İlk çağdan günümüze iktisat alanında bir çok düşünür gelmiş geçmiştir. Bu düşünürlerin teorileri dünyanın dengelerini daima değiştirmiş ve değiştirme potansiyeline sahip olmuştur. Benim amacım bu denli önemli olan ve aynı zamanda insanlığın yaşamı ve doğası için hayati olan iktisat alanının kısa bir okumasını yapmak üzerinden birkaç kelam edebilmek ve onların düşünce diyarlarında gezinebilmektir.
18 Ocak 2015 Pazar
Sir William Petty (26 Mayıs 1623 – 16 Aralık 1687)
İngiliz iktisatçı, bilim adamı ve filozof. İlk olarak İrlanda’da İngiliz Oliver Cromwell hükümeti adına yaptığı çalışmalarla tanınmıştır. Bu çalışmalar sırasında, kırsal bölgeye dair araştırmalarda kullanılacak niceliksel metotlar üretmiştir ve bu metotlar Politik Aritmetik olarak bilinen modern anlamdaki ilk istatistik biliminin kuruluşuna öncülük etmiştir. İktisat tarihi ve istatistik üzerine yazılarıyla John Graunt ile birlikte Adam Smith öncesi iktisadın önemli isimlerinden olmuştur. Petty, İngiliz Parlamentosu’nun bir üyesidir.

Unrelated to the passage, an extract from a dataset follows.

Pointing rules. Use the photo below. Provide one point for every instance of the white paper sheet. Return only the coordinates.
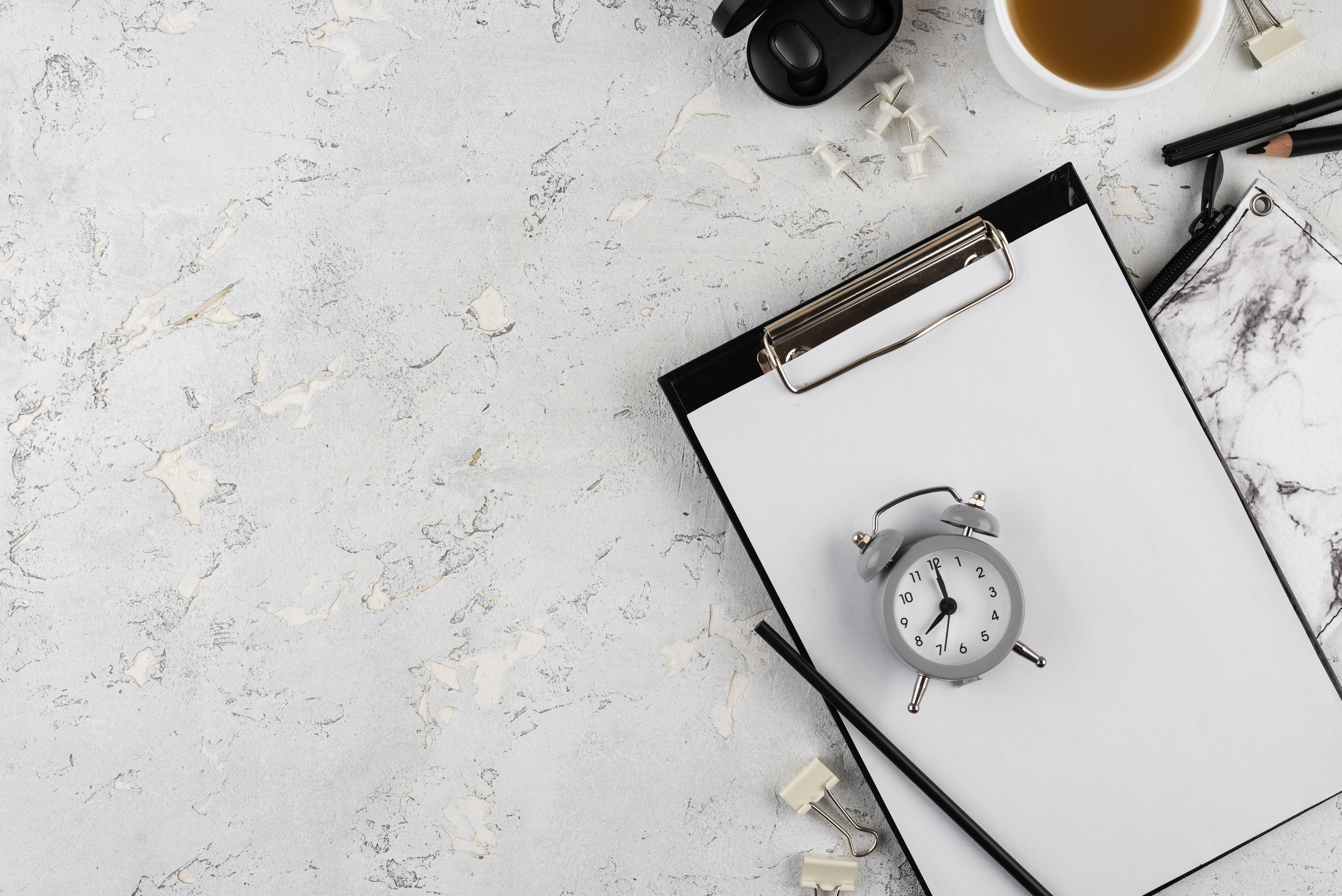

Aynı zamanda Kraliyet Cemiyeti’nin de kurucu üyelerinden biridir. 1661 yılında şövalyelik ünvanı alan Petty, aynı zamanda İngiliz başbakan William Petty Fitzmaurice’in büyük-büyükbabasıdır.
Damgasini ozellikle kira ve vergi alaninda vurmustur iktisada.
13-14 yaslarinda okulu birakip kabinboy olarak bir gemide ise baslar william petty. olacak ya ilk senesinde ayagini kirar ve isi birakmak zorunda kalir. o donemde fransada oldugu icin ve patronun isine yaramadigi icin kirik kolla fransada birakilir. 3 senesini daha sularda gecirmek zorunda kalir ve daha sonra hollanda'da anatomy ve ilaclar uzerine egitim alir. 1646'da gurbet hasreti biter ve ingiltereye doner william petty. artik egitimli, donanimli birisidir o. oxfordda egitim aldiktan sonra, anatomi profesoru olarak oxford'a atanir. ders verdigi ilk haftanin ardindan bu isin kendine uygun olmadigina karar verir. oxford'dan ayrilarak irlanda ordusunda bashekim olarak ise baslar. francis bacon'un yolundan gider ve onun uyguladigi methodlari toplum ve dunya icin gozlem yapmada kulllanmayi planlar.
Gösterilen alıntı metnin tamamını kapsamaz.